As in Real Estate: Location, Location, Location
Tax efficiency is another aspect to consider when getting started. Without being focused on this angle per se, you will have made great strides in this regard by maxing out your 401(k) and IRA contributions. Going further, you should try to keep high interest and dividend yielding assets in these accounts, so as to manage the tax impact of the “yield” from your chosen investments. In taxable accounts, depending on your income and location, you may want to use the tax-exempt bond funds mentioned above, and stock funds with low “turnover” (the number of times in a given year a fund sells its holdings) to limit short-term capital gains taxes. As in real estate, tax efficiency often comes down to asset location.
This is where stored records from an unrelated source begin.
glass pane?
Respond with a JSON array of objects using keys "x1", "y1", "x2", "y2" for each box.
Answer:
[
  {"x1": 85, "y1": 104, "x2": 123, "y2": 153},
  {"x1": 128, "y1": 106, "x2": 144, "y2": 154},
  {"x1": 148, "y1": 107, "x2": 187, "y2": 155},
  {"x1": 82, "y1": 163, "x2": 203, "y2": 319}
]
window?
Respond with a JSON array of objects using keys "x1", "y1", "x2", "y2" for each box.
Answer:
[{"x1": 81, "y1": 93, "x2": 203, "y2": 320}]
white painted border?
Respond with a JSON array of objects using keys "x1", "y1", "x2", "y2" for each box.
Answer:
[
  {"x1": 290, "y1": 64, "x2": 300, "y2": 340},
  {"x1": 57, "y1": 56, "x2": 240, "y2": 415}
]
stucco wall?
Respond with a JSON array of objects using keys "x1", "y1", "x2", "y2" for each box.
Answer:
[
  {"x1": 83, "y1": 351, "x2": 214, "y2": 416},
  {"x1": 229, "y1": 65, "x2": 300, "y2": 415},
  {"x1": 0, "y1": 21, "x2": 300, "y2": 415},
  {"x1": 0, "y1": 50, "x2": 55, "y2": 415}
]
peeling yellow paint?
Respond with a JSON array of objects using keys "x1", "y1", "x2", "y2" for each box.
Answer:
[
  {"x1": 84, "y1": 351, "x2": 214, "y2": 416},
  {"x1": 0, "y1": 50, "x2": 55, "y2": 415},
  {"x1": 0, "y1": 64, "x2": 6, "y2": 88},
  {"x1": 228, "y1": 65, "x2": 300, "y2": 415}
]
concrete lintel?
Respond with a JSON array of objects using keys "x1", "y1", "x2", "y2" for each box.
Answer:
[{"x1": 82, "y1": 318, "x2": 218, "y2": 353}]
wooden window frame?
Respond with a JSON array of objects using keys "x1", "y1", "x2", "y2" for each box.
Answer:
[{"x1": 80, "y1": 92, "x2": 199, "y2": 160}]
Most important of all, put the “miracle of compounding” to work for you by getting started now. The phenomenon often associated with founding father Benjamin Franklin needs time to work its magic. The earlier you get started, the more time becomes an asset rather than a liability.
And remember, getting started is the hardest part of all.
1 FDIC stands for Federal Deposit Insurance Corporation. NCUA stands for National Credit Union Administration.